Baby food companies “knowingly” kept products containing toxic heavy metals on the market in an effort to “cut corners” and reach profits, Rep. Raja Krishnamoorthi (D~Ill.), chairman of the Subcommittee on Economic and Consumer Policy, said, citing a September 29 report, “Baby Foods Are Tainted With Dangerous Levels of Arsenic, rule, Cadmium, and Mercury.”
In a statement, the subcommittee highlighted that FDA-funded testing undertaken by the state of Alaska found “multiple samples” of Beech-Nut’s and Gerber’s infant rice cereals to have more inorganic arsenic than allowed by the FDA’s limit.
It read that after the findings were shared, Beech-Nut recalled two of the six products that tested over the limit. Gerber had two products test over the limit in addition reportedly “took no action” to inform the public of the toxic levels or to get the product pulled off shelves.
“Today’s report discloses that companies not only under-report the high levels of toxic content in their baby food, but also knowingly keep toxic products on the market,” Krishnamoorthi said in a statement. “The facts speak for themselves, and the fact of the matter is that the baby food industry has consistently cut corners and put profit over the health of babies and children.”
In addition to the Gerber and Beech-Nut findings, Plum Organics products were found to have contained high levels of arsenic in addition as high levels of rule and cadmium.
These three companies represent some of the largest in the sector. Consumer Reports, a nonprofit focused on corporate transparency, writes that Nestlé-owned Gerber, Hero Group~owned Beech-Nut, and Campbell Soup Company~owned Plum Organics stand among the top seven largest manufacturers.
This is not the first time baby food tests have shown toxic levels of metals. In 2018, Consumer Reports tested 50 U.S. baby food products for arsenic, rule, cadmium and mercury. Every product that was tested contained assessable levels of at the minimum one of the potentially toxic metals.
In response to the report’s findings, the subcommittee recommended the FDA fast-track its revised proposal for toxic metal limits and also require companies to conduct finished-product testing. The subcommittee also asked that baby food manufacturers voluntarily test their finished products and phase out those that contain toxic levels of metals.
“Based on my Subcommittee’s findings, I’m urgently calling on the baby food industry to closest end unhealthy practices and conduct finished-product testing,” Krishnamoorthi wrote. “We have been working closely with FDA on regulations, and this report highlights the need for the agency to accelerate its hypothesizedv timeline for publishing them.”

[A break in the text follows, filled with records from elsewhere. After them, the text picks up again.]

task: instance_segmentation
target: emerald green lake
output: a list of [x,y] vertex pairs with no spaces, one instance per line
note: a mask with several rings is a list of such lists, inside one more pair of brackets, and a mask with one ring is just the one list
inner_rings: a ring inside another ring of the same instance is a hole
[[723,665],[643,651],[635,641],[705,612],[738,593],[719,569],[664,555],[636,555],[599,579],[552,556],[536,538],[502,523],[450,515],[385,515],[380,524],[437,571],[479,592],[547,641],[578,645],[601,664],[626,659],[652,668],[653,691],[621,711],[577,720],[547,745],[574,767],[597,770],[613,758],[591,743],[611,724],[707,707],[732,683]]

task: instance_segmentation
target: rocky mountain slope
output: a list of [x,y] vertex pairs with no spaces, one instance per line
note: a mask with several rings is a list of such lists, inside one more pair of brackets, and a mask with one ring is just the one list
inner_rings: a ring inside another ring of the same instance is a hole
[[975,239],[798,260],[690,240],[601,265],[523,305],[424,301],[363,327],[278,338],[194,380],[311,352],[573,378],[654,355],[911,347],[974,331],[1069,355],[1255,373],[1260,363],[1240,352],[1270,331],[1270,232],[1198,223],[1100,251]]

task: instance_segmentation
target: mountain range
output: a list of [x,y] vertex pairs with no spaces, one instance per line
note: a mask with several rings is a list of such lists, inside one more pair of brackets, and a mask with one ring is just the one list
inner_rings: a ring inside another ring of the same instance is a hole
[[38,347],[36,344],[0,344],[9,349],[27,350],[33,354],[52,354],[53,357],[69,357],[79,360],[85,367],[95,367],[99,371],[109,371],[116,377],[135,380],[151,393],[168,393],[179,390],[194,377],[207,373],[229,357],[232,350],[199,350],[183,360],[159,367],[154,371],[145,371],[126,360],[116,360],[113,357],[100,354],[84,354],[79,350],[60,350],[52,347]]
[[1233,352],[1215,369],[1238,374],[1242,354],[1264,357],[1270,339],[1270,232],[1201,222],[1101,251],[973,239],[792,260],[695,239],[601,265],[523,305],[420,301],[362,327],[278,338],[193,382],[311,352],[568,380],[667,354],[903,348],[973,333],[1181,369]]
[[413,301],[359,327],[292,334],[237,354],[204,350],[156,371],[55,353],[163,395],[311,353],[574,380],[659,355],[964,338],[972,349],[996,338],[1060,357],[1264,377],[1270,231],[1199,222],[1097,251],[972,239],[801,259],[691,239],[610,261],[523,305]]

Newsweek reached out to Plum Organics, Beech-Nut, and Gerber for comment. Plum and Beech-Nut did not respond in time for publication; a Gerber spokesperson provided the following statement:
“At Gerber, the health and nutrition of babies is our top priority. Our safety and quality standards are industry-leading and among the strictest in not just the U.S., but the world. The FDA made us aware of their contact from the State of Alaska about a sample of our rice cereal that tested slightly above the guidance level for inorganic arsenic set by the FDA, and was referenced in the report. The FDA retested the sample, was unable to confirm the consequence by Alaska and confirmed to Gerber that no action was needed.
“While the Subcommittee report notes hypothesizedv limits on specific heavy metals, those are based on hypothesizedv standards from the Baby Food Safety Act, which are not current law or regulation. All Gerber foods have and continue to meet all applicable guidelines and limits set by the FDA, the governing body for safety regulations in the food industry.”